# How to Make Photo Mosaics?



## photobeast (Jun 21, 2010)

Hey Guys,
I am new to this forum, however I thought I would get all of you expert opinions on the topic.  I am thinking about offering a new service/product to my customers that I guess is being called a photo mosaic.

I would love to know how Picture Mosaics does this (to see examples of what I mean go to their Gallery). Does anyone know how to do this easily in PhotoShop CS5? Or know of high end programs I can download that will output these files in layered PSD or other workable format.

I just think this would be a great item to offer brides to be, and for other large events... and not to say generate some additional $$. I have contacted Picture Mosaics to see if there software is for sale, it is not. However, they said they do have a discounted rate for photographers, but if I could do this myself and create the quality that that do it would be great.
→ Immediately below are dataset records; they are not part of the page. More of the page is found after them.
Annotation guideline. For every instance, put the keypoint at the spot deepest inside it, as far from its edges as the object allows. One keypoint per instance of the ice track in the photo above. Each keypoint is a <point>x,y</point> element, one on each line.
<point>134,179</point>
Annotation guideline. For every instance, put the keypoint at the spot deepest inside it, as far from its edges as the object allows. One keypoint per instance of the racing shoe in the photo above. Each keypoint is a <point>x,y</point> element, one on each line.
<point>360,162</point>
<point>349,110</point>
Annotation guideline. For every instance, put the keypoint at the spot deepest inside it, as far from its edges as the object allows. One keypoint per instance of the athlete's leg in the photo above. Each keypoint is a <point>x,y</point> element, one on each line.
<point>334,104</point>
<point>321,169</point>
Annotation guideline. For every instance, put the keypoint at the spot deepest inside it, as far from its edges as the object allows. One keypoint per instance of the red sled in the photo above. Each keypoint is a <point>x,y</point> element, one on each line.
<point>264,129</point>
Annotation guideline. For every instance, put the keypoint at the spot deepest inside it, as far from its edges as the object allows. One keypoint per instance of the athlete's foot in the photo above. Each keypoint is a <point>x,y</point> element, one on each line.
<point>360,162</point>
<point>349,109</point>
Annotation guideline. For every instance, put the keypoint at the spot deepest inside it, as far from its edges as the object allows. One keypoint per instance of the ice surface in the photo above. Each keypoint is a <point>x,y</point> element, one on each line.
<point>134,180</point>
The few photo mosaic programs that I have tried do not seem to be getting quality and feel of a "true" mosaic.

Any idea or insight would be great!

Thanks,
Will Gardner


----------



## photobeast (Jun 22, 2010)

Did I post this in the correct spot? 
I am really hoping for some feed back guys and gals

Thanks Will


----------



## KmH (Jun 22, 2010)

I suspect few photographers would use this technique, and I think you would be better served finding a graphic arts forum for your query.


----------



## photobeast (Jun 22, 2010)

Do you think it would be a good product? do you think it would sell?


----------



## Robin Usagani (Jun 22, 2010)

there is a filter on photoshop to do this.


----------



## Chris Stegner (Jun 22, 2010)

Are you on a Mac?

MacOSaiX - Mosaics for Mac OS X

Page personnelle de Pierre Chatelier - MozoDojo

Are you on Windows?

Do what I did and use Google.....


----------



## photobeast (Jun 22, 2010)

Unfortunately, I am not on a mac...
However where is this filter for photoshop?

I really appreciate all the help


----------



## Robin Usagani (Jun 22, 2010)

im at work so i dont have the ps with me here.  I believe it is under noise?


----------



## photobeast (Jun 22, 2010)

I see the mosaic feature under the filter pixelate, but that just makes a blocky photo, it doesn't make the photo out other selected small photos ... or am I not looking in the right spot?


----------